A trainare l’esplosione delle bollicine è il fenomeno Prosecco letteralmente esploso nell’ultimo quinquennio che ha visto una crescita del 117,5%. «Ma il Prosecco ha fatto bene a tutte le bollicine italiane — ricorda Ruenza Santandrea, la Coordinatrice Vino Alleanza Cooperative Agroalimentari —. Per esempio ha spiegato a mercati maturi come quello degli Usa e del Regno Unito che esistono prodotti eccellenti oltre lo Champagne e che si possono bere ottime bollicine anche senza spendere cifre astronomiche. Il Prosecco, tra l’altro è diventato un brand internazionale riuscendo a unificare in un paese che si divide sempre. Adesso però il successo non deve far perdere la testa ai produttori di Prosecco: nel Regno Unito e negli Usa hanno imparato ad apprezzare un prodotto di qualità, non bisognerà abbassare gli standard e non banalizzare altrimenti rischiamo dei contraccolpi».

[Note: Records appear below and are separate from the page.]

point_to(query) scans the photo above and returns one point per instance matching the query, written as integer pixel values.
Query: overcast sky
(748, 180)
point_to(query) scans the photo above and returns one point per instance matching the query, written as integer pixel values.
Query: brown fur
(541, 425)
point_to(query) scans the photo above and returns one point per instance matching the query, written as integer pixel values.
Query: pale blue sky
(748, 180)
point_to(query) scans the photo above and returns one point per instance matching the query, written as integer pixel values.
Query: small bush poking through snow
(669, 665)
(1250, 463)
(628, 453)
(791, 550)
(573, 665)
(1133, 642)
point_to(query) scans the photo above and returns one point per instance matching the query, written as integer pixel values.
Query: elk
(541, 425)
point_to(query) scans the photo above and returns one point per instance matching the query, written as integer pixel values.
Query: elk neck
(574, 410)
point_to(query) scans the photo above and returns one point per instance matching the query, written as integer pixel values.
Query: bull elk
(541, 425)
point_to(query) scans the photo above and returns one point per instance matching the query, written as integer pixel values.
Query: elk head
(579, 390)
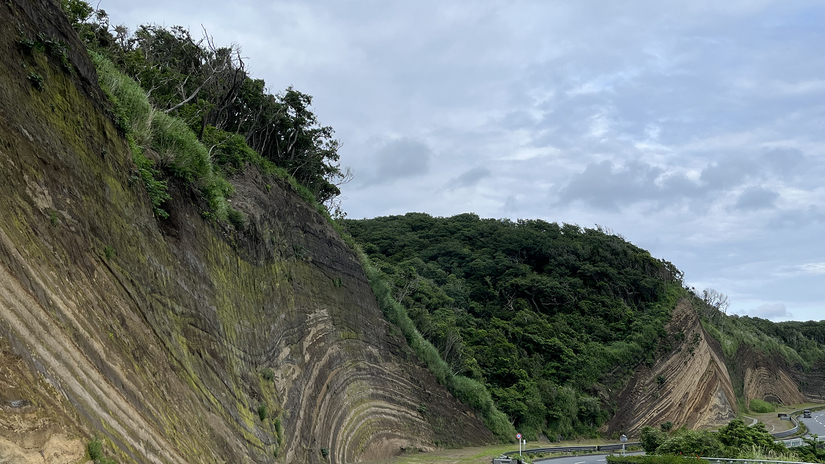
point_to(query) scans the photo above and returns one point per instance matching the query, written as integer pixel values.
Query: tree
(652, 439)
(716, 300)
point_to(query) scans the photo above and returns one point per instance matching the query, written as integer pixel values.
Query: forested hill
(553, 318)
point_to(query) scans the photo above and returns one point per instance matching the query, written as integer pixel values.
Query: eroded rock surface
(179, 341)
(688, 386)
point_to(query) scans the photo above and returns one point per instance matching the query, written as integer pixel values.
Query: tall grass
(468, 391)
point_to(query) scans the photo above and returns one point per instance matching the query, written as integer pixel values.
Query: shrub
(652, 439)
(759, 406)
(470, 392)
(236, 218)
(267, 374)
(95, 449)
(693, 443)
(616, 459)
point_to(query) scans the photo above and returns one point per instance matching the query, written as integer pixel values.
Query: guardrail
(571, 449)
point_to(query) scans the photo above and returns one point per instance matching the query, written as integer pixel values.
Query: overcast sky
(694, 129)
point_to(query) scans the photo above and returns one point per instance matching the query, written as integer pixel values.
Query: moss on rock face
(157, 345)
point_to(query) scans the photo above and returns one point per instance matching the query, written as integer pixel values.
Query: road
(583, 459)
(816, 424)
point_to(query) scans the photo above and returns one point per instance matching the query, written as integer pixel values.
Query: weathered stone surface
(180, 341)
(688, 386)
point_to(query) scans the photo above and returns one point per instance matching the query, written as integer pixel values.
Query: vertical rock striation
(688, 386)
(181, 341)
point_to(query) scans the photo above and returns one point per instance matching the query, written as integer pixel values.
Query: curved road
(816, 424)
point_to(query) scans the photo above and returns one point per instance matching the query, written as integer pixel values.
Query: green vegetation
(735, 441)
(36, 80)
(267, 374)
(95, 450)
(468, 391)
(677, 459)
(528, 318)
(801, 343)
(208, 118)
(108, 252)
(759, 406)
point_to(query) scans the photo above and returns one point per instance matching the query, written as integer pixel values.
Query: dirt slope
(181, 341)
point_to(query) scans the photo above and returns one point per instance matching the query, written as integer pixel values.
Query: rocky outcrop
(766, 377)
(688, 386)
(179, 341)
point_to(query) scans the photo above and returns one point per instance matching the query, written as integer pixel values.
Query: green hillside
(551, 317)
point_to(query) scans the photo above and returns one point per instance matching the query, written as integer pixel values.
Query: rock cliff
(689, 385)
(178, 341)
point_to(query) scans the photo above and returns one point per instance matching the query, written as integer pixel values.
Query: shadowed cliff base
(184, 340)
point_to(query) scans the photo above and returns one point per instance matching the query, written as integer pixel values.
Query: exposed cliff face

Se il mondo anglosassone, con una maggiore cultura del vino, premia le etichette italiane, in Cina la presenza del made in Italy è ancora minimale. «Però — obietta Santandrea — Cina, Russia e Sudest asiatico sono proprio i tre mercati in cui il nostro export cresce più in fretta. Naturalmente è più facile guadagnare terreno dove si hanno quote basse però la tendenza esiste. In quel caso il vero ostacolo e il costo e la complessità di aggredire mercati così lontani: i grandi player vanno con maggiore disinvoltura, le cooperative si consorziano per fare fronte comune. Sono i piccoli privati, anche quelli eccellenti, ad avere ancora delle difficoltà. Dovranno superare presto le divisioni e trovare formule di aggregazioni».

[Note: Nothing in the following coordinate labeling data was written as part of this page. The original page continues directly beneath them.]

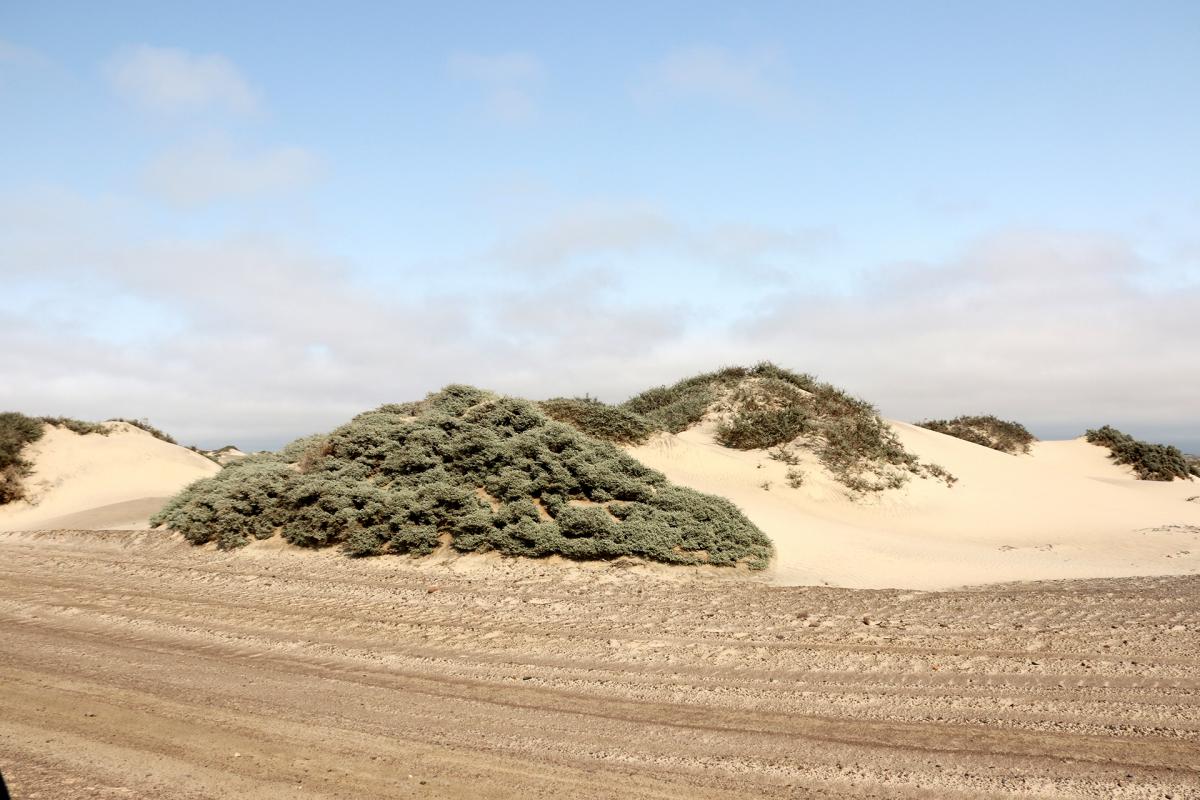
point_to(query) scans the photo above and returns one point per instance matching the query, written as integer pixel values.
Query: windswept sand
(101, 481)
(136, 666)
(1063, 511)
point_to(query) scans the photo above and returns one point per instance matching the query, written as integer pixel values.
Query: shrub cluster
(471, 469)
(16, 432)
(599, 420)
(769, 407)
(1150, 462)
(76, 426)
(988, 431)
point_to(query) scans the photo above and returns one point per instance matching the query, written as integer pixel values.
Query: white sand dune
(1062, 511)
(101, 481)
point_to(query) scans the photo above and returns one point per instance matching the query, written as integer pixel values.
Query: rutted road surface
(136, 666)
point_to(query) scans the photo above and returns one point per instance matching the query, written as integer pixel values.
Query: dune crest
(1062, 511)
(101, 481)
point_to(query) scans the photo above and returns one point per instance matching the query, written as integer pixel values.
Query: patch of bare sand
(101, 481)
(1063, 511)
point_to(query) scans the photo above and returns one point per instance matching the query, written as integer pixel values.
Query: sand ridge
(1062, 511)
(118, 480)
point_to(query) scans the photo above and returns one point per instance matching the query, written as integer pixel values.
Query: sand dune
(101, 481)
(1062, 511)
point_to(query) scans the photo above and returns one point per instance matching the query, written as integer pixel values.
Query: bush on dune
(16, 432)
(77, 426)
(1149, 461)
(987, 429)
(474, 470)
(766, 405)
(599, 420)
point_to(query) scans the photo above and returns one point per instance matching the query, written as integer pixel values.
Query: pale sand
(101, 481)
(1062, 511)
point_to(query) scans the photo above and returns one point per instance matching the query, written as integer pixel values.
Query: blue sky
(250, 222)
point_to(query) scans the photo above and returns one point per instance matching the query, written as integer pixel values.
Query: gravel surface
(136, 666)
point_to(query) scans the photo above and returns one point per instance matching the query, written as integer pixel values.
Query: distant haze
(251, 230)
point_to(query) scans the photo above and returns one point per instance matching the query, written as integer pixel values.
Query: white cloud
(509, 82)
(754, 79)
(211, 170)
(586, 233)
(174, 80)
(1047, 328)
(252, 340)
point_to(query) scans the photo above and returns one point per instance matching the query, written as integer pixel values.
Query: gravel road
(136, 666)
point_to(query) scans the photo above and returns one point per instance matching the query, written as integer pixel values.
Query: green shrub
(769, 407)
(244, 500)
(471, 469)
(987, 429)
(16, 432)
(1150, 462)
(599, 420)
(77, 426)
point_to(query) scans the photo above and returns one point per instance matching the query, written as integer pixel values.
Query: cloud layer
(202, 173)
(173, 80)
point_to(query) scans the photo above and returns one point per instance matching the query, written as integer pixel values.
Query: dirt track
(133, 666)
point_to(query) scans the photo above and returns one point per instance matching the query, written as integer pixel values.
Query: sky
(247, 222)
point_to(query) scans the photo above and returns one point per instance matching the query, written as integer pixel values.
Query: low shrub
(766, 405)
(1149, 461)
(76, 426)
(599, 420)
(243, 501)
(16, 432)
(471, 469)
(672, 409)
(985, 429)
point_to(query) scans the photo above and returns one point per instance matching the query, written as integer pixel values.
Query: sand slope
(1063, 511)
(101, 481)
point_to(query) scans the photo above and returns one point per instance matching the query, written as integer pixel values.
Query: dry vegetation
(473, 470)
(988, 431)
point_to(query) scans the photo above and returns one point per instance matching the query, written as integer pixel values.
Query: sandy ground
(136, 666)
(94, 481)
(1062, 511)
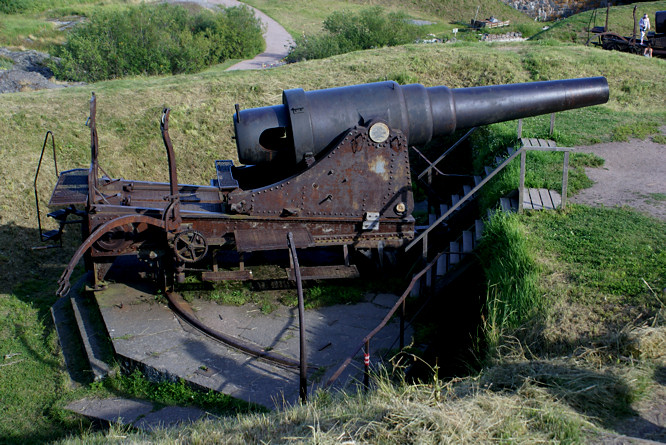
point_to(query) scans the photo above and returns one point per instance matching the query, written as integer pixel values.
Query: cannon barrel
(310, 122)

Insieme alle bollicine è tutto il comparto dei bianchi a crescere e convincere: secondo il Wine monitor infatti l’Italia è il leader mondiale dell’export di vini bianchi, battendo francesi, spagnoli e australiani. «A trainare i nostri bianchi contribuisce anche il connubio con l’alta ristorazione — spiega Silvano Brescianini, general manager di Barone Pizzini, storica cantina della Franciacorta —. Dopo molti anni di fatica, la biodiversità dei nostri prodotti sta pagando. I principali mercati mondiali si sono stufati di bere sempre Chardonnay e Sauvignon. La varietà è un vantaggio e nel mondo è cresciuti l’interesse per i territori che stanno dietro a un vino di successo. Lo facciamo anche noi in Franciacorta con una nicchia di successo che ha saputo raccontare un territorio e fare connubio con l’alta ristorazione».

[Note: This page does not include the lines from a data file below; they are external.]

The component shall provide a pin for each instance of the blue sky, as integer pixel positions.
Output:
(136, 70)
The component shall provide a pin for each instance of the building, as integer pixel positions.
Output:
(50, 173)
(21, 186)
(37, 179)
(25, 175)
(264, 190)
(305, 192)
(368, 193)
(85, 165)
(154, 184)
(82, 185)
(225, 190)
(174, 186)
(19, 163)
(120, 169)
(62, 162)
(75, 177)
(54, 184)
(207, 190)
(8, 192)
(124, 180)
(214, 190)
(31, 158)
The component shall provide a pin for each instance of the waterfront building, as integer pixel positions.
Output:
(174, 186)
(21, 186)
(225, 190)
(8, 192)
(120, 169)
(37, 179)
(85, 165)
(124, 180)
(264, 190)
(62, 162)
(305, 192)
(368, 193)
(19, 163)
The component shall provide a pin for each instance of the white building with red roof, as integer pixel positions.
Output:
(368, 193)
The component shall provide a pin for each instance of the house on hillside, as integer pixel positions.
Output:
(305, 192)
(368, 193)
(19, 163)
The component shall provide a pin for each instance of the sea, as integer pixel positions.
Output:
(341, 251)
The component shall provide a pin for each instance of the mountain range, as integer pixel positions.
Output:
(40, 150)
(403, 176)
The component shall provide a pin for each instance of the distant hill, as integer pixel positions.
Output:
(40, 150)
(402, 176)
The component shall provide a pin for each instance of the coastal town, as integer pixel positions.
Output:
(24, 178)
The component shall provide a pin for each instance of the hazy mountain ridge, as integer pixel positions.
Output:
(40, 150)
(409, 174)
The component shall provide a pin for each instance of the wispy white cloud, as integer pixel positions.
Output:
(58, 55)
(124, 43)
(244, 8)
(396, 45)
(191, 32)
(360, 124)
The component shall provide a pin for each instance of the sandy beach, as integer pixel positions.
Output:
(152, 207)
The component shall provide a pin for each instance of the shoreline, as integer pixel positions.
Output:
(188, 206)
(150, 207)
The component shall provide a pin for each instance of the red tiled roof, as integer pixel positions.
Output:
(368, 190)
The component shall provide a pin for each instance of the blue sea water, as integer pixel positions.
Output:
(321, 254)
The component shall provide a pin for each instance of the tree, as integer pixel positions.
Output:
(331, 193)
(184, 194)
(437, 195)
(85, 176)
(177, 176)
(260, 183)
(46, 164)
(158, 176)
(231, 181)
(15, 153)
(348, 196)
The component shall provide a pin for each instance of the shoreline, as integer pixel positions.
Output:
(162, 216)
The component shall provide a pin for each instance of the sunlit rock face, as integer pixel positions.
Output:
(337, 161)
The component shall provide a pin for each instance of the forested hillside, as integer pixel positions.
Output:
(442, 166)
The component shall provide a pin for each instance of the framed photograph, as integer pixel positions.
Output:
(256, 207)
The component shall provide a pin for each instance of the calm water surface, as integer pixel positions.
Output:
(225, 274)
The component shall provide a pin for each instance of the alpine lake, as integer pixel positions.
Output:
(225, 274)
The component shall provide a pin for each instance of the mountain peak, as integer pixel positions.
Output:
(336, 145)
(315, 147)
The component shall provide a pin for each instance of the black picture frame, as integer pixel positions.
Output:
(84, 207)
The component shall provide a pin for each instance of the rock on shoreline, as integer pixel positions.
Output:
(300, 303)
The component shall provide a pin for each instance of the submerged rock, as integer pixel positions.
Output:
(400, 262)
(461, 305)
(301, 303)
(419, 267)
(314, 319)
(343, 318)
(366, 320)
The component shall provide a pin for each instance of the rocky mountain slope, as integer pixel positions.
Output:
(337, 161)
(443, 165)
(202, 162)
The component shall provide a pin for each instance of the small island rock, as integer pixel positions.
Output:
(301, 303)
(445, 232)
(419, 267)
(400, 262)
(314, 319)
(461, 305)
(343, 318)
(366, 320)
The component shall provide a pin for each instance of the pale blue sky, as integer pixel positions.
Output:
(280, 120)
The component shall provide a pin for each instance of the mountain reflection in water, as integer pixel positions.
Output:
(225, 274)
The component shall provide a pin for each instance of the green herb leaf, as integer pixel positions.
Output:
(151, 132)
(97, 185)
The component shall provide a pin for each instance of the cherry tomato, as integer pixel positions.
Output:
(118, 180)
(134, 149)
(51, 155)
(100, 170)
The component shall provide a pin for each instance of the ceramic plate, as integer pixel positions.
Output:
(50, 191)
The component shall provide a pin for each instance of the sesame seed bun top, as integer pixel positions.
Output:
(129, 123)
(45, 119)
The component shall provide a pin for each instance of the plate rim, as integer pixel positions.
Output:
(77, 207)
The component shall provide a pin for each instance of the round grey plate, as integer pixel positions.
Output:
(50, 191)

Uno scenario quasi capovolto rispetto a quello di qualche anno fa che vedeva i «produttori dei nuovi mondi» (Australia, Nuova Zelanda, Sudafrica) come i futuri dominatori del mercato dei bianchi. «È vero la situazione si è girata a nostro vantaggio — concorda Brescianini — ma attenzione perché in Australia stanno piantando vigne intere di Vermentino, esiste già un Sangiovese del New Mexico e un Grignolino della California. I vitigni infatti sono replicabili in tutte le parti del mondo: nessuno può replicare un Brunello o un Barolo ma con i vitigni bisogna stare attenti. Per questo sarebbe meglio valorizzare i nostri territori anche nelle etichette. Sta crescendo la cultura del vino anche nei grandi mercati emergenti e avere un’identità ci distingue. Tra dieci anni la Cina sarà la prima produttrice di vino al mondo ma non dobbiamo temere perché i loro consumatori diventeranno più competenti. Gli Usa, quando sono diventati grandi produttori, hanno incrementato le importazioni di vini italiani».